Kesempatan bertanding kembali setelah sepuluh bulan tanpa turnamen gagal dimanfaatkan Fajar/Rian. Pekan lalu, pada turnamen Yonex Thailand Terbuka, mereka disingkirkan Leo/Daniel pada babak kedua. Sepekan kemudian, hasil mereka malah lebih buruk. Fajar/Rian ditundukkan pasangan Inggris, Ben Lane/Sean Vendy, 18-21, 19-21.
Fajar/Rian sebenarnya menjadi salah satu andalan ganda putra Indonesia untuk membawa gelar juara di tengah absennya rekan mereka, Kevin Sanjaya Sukamuljo/Marcus Fernaldi Gideon, serta pemain-pemain China dan Jepang. Mereka tak hadir di Thailand karena terkait kasus positif Covid-19.
Namun, peraih medali perak Asian Games Jakarta Palembang 2018 tersebut gagal memenuhi harapan. Alih-alih bermain lebih baik dibandingkan pada pekan lalu, Fajar/Rian justru tampil di bawah kemampuan terbaik mereka.
Banyak kesalahan yang membuahkan poin gratis bagi lawan, terutama saat Rian memegang servis. Fajar pun sering kali menyia-nyiakan peluang memperoleh poin depan net meskipun seharusnya bisa diperoleh dengan mudah. Konsentrasi mereka pun buyar ketika lawan berulang kali memperlambat kesempatan menerima servis.

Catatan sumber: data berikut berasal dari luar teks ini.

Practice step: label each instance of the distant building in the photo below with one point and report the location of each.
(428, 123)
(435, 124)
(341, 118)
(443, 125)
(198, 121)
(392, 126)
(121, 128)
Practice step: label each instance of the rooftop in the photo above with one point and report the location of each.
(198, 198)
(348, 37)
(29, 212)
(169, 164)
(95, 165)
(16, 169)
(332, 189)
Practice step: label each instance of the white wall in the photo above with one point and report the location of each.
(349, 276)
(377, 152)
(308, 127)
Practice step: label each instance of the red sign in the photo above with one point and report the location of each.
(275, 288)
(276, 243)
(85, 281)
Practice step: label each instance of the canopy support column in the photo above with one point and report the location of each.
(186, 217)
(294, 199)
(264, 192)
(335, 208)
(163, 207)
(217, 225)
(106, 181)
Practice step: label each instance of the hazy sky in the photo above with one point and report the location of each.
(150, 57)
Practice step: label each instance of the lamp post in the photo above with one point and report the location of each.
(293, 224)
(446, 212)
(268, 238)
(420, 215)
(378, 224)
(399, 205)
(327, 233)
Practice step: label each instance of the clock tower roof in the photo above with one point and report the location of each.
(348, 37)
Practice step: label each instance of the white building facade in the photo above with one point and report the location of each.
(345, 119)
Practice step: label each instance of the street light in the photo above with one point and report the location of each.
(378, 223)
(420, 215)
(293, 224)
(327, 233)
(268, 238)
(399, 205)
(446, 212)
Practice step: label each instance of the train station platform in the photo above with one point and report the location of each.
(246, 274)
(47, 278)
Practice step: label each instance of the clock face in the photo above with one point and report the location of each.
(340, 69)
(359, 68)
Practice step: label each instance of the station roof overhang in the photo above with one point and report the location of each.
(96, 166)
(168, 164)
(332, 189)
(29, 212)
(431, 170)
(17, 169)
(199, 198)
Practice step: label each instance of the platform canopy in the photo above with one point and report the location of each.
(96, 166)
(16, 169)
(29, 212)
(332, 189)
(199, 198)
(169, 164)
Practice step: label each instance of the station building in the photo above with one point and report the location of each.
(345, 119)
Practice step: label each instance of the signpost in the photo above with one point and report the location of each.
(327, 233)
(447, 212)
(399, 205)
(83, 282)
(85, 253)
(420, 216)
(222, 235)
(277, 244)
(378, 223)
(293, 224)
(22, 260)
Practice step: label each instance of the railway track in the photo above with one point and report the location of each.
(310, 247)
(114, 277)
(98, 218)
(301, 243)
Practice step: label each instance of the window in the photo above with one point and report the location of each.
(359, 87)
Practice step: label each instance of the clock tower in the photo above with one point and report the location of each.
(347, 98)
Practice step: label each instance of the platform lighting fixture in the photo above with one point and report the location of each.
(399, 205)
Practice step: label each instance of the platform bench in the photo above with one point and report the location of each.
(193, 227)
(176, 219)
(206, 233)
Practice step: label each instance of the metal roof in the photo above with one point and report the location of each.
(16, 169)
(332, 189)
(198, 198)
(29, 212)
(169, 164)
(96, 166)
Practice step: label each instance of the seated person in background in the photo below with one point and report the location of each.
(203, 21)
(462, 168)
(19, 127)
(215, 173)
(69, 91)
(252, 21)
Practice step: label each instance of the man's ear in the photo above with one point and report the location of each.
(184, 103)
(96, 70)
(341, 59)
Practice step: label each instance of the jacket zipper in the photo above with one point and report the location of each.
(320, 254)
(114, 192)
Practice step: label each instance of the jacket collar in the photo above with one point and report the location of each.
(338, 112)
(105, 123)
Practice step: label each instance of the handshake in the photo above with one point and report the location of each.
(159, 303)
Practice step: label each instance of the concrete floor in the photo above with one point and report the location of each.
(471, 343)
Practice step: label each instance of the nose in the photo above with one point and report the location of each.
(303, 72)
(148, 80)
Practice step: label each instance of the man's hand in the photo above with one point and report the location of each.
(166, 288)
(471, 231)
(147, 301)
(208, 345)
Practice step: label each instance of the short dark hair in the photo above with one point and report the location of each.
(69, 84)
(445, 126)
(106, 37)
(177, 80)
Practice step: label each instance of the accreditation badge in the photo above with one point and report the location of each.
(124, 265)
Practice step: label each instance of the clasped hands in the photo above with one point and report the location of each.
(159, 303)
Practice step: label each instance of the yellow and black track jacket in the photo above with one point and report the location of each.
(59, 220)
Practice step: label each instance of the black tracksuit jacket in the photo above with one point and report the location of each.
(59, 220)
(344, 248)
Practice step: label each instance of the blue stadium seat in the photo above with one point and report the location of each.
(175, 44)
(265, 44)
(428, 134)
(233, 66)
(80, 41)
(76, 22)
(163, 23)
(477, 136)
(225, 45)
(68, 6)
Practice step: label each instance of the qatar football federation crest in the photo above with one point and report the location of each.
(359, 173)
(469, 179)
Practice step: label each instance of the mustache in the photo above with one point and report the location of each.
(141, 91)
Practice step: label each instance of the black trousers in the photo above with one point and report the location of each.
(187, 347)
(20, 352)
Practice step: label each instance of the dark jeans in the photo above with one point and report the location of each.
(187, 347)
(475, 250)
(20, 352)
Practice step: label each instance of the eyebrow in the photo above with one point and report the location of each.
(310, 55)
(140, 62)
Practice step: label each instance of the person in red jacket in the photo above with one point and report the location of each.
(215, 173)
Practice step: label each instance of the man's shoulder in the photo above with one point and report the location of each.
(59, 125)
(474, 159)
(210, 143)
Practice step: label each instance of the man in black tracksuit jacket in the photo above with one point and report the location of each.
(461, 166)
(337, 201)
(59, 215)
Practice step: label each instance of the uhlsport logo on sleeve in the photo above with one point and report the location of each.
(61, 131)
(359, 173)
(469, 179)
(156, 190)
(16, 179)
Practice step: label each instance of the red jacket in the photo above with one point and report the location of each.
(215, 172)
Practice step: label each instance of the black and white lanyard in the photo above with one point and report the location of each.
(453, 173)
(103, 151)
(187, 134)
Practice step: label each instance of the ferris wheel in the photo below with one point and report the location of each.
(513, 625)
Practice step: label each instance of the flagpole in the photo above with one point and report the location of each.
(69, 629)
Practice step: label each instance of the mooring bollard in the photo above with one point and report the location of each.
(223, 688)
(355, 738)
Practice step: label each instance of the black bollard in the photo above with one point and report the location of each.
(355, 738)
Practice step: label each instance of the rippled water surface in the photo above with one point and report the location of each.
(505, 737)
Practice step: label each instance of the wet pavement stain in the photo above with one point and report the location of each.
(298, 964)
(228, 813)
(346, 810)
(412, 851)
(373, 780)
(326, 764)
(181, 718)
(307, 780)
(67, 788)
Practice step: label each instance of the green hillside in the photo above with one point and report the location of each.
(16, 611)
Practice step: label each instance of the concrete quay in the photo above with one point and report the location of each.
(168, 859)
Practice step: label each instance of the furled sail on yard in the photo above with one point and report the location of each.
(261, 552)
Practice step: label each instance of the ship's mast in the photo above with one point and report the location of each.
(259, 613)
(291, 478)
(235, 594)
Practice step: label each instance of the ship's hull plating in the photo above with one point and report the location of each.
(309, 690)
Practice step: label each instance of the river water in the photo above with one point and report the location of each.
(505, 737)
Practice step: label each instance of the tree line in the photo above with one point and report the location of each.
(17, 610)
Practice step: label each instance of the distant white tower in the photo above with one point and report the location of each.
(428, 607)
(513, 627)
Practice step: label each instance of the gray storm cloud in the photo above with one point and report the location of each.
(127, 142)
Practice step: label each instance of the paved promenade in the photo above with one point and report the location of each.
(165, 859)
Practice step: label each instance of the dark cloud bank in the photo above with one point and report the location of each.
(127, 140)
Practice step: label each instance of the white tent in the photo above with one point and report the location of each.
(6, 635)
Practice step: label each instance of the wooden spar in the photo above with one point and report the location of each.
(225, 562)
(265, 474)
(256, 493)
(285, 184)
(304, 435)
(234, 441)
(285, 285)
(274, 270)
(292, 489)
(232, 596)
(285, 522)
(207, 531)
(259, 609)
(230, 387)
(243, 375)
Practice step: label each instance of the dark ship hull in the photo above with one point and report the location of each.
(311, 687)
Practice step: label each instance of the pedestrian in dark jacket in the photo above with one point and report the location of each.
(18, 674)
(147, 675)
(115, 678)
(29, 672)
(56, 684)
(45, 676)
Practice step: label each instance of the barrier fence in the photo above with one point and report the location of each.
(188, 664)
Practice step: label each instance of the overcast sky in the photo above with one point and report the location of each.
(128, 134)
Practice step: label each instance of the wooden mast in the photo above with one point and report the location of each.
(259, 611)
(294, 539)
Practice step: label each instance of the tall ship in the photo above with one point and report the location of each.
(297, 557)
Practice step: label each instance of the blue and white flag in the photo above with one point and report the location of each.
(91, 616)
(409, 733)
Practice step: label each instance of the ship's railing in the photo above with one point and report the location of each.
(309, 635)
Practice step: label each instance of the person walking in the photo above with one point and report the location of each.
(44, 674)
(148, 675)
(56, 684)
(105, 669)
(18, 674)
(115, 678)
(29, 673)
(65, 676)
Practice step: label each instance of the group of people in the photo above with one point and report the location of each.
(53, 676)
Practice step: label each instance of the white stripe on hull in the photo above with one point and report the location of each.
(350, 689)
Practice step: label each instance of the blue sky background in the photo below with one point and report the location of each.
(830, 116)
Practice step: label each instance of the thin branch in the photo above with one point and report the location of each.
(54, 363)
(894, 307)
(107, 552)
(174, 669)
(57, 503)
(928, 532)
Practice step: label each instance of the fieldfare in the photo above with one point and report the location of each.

”Kami tak bisa keluar dari tekanan lawan dan diri sendiri, jadi tak bisa bertanding dengan rileks. Keyakinan diri pun turun. Semoga, setelah ini, kami bisa bangkit,” ujar Rian.
Kekalahan juga dialami finalis Yonex Thailand Terbuka, Praveen Jordan/Melati Daeva Oktavianti. Unggulan kedua itu disingkirkan pasangan Perancis yang mereka singkirikan pada semifinal, pekan lalu, yakni Thom Gicquel/Delphine Delrue, dengan 21-14, 9-21, 13-21.